Page 88 of The Tattoo Artist

He releases hold of me.

“Are you fucking serious?” He said, his words catching me off guard.

“Ares-”

“You’re so fucking selfish,” he whispers, pushing himself away from the door, giving me the opportunity to run, but I couldn’t move.

“Excuse me?” I ask, my voice trembling with hurt and confusion.

“Don’t you understand how hard this is for me?” He continues; his tone raw with emotion. “Day and night, I wake up to know that my own wife doesn’t fucking remember me! The love of my life forgot me! Out of everyone! I have been trying, over and over again, like a dog after a bone. Do you know how hard it is when the love of your like asks you who you are?”

His words pierces my heart, and I felt a wave of guilt wash over me. I had never wanted to hurt him. We were wrong for rushing into something so painful and hard, I watch as he stumbles back, grabbing his face before he smashes everything from the shelf, the books fly to the corner- the flowers fall from the vase.

Diávolos.

“Ares stop this!” I yell out, he slams his fist onto the shelf. His back tensing in front of me.

“You think it’s easy for me?” He spoke, not wanting to look me in the eyes. “Every time I look at you, I see the woman I love, but she doesn’t remember me. I feel like a stranger to my own wife. I’m trying my best to be patient and understanding, but it’s tearing me apart.”

My heart aches at his words, and tears well up in my eyes.

“Tearing you apart? Me too!” I sob, my emotions overflowing. “This is hard for me too! But you don’t understand because you’re not the one with memory loss! I am! You’re a stranger to me, don’t you get it? You met me two years ago, but I met you just two months ago, Ares.”

He slowly turned his head to the side.

And I realise, that I shouldn’t have said that.

Why would I say that?

He’s anything but a stranger.

“A stranger,” he whispers, his voice filled with hurt and pain.

“I didn’t mean it like that-” I start, but he cut me off.

He walks past me, grabbing his trousers and pulling out his car keys. “Go,” he said, holding the keys out for me to take.

“Ares-” I plead, reaching out to touch his arm.

“Get out, Alexandra,” he said, his voice sounding cold and distant.

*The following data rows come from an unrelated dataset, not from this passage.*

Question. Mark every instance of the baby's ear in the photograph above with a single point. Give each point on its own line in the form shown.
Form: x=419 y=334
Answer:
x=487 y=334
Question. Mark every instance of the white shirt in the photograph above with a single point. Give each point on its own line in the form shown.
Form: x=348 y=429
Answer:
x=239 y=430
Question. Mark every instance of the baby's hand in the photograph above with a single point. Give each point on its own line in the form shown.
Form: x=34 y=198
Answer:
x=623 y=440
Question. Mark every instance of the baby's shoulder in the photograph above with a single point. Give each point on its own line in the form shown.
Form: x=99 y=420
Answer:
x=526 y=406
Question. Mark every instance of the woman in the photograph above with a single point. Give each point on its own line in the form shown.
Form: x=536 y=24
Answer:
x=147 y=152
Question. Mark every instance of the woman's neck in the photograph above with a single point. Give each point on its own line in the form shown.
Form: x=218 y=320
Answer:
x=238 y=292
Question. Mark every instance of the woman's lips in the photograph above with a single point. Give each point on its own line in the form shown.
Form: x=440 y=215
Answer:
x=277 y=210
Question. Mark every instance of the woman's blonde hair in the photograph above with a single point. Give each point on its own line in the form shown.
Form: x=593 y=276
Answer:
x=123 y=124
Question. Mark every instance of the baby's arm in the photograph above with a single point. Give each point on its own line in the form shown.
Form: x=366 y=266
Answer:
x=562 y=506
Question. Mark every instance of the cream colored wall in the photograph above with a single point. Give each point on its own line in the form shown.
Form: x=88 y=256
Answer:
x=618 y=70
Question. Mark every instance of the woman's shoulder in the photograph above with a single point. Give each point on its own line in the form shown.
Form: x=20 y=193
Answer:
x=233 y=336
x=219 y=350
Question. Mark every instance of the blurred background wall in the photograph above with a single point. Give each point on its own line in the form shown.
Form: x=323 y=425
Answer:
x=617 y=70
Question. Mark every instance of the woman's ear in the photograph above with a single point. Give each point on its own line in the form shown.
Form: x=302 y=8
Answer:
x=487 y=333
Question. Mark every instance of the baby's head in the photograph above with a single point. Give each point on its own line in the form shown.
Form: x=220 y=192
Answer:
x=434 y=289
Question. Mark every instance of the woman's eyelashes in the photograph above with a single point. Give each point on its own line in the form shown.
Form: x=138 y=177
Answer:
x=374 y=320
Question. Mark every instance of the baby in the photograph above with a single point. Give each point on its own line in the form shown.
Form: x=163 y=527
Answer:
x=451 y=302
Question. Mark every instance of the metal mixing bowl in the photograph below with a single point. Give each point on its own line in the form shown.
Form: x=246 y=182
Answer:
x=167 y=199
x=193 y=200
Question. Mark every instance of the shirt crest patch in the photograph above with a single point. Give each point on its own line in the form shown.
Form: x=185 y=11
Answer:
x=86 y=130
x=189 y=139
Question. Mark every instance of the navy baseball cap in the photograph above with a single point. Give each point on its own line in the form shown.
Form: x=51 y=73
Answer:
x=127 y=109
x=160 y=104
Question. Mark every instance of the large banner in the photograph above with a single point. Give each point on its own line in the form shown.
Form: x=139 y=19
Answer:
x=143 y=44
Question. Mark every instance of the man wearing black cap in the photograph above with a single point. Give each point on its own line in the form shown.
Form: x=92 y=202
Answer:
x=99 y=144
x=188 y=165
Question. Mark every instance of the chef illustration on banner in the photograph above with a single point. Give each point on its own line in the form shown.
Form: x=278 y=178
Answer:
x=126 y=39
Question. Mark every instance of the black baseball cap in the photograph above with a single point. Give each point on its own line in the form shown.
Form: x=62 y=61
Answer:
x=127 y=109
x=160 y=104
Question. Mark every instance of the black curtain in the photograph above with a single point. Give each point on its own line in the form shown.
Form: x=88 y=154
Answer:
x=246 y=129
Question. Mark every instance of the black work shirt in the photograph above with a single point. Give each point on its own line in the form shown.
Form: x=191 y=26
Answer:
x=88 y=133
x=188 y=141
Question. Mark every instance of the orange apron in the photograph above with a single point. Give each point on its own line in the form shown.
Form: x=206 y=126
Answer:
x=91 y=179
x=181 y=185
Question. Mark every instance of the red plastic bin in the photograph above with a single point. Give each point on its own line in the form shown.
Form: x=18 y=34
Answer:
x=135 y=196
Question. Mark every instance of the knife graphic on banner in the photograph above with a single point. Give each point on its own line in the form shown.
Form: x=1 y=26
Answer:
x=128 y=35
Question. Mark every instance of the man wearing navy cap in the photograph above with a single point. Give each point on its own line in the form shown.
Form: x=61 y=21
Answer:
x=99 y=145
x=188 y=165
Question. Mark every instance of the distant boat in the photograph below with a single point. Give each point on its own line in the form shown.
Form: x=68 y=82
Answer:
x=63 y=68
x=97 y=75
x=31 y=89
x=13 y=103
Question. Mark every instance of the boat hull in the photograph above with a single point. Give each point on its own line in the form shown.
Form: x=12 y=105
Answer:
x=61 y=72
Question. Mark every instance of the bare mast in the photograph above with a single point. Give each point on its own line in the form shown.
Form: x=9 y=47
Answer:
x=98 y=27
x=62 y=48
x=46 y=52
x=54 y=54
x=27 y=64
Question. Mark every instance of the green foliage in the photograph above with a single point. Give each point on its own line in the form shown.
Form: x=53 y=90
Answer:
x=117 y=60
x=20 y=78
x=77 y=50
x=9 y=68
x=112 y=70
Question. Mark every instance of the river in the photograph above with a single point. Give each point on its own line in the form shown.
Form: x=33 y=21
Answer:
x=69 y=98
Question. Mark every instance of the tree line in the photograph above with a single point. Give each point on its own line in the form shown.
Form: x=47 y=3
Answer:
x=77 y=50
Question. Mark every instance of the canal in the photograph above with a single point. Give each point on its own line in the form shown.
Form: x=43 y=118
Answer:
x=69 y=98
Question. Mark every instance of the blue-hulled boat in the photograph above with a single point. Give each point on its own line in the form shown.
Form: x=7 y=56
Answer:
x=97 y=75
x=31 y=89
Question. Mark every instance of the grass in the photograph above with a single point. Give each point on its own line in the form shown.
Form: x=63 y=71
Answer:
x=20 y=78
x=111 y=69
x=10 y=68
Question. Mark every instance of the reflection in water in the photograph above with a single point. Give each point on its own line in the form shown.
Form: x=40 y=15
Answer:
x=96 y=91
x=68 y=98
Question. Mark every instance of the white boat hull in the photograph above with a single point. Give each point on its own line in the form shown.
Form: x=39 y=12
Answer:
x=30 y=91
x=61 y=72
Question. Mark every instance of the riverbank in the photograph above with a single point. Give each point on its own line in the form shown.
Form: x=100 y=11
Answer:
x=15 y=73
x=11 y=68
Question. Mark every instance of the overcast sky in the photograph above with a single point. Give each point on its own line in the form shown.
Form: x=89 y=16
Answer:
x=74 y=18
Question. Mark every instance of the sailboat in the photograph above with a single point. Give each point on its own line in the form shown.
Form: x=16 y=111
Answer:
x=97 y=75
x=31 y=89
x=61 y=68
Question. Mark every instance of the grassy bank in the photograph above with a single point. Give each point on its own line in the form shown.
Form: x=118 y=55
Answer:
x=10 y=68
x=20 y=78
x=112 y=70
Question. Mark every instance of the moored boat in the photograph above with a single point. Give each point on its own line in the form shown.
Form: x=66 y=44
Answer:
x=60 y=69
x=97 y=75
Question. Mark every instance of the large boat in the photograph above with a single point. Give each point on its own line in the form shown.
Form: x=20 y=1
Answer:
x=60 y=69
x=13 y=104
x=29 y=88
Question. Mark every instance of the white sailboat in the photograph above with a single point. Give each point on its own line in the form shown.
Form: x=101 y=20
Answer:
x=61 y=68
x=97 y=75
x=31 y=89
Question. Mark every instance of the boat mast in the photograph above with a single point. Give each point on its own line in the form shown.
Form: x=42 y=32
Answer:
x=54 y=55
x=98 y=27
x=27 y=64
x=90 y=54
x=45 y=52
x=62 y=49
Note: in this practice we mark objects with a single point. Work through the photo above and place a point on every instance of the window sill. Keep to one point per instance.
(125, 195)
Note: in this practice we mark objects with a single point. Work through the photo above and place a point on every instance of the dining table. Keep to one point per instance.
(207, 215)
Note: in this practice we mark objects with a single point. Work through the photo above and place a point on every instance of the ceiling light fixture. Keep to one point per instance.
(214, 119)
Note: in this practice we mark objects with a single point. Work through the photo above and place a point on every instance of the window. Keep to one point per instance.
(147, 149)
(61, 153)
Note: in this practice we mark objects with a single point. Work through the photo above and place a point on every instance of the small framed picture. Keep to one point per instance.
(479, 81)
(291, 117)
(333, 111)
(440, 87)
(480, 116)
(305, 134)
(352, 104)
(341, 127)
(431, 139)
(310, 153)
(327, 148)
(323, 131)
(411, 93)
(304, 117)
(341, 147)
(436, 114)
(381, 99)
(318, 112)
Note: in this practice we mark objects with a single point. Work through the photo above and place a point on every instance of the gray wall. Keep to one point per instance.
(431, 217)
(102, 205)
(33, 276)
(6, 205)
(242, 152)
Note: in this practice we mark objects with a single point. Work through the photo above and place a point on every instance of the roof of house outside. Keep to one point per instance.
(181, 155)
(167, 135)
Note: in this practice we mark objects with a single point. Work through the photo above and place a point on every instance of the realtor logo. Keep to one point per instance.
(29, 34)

My heart sank, knowing that I had hurt him deeply. I didn’t want to leave things like this, but I could see that he needed space to process his own feelings.

We both needed space.

We both rushed this.

I rushed this.

I gave him hope.

And ruined it with just one word.

Stranger.

“I’m sorry,” I whisper, tears streaming down my face. “I never wanted to hurt you.”

“Just get out.” He still hasn’t even dared to look me in the eyes, as if I disgust him now. The distance between us felt like an unbridgeable chasm, and my heart ached at the sight of him shutting me out. With a heavy heart, I took the car keys from his hand, my fingers trembling. I didn’t want to go, but I knew that staying would only cause more pain for both of us.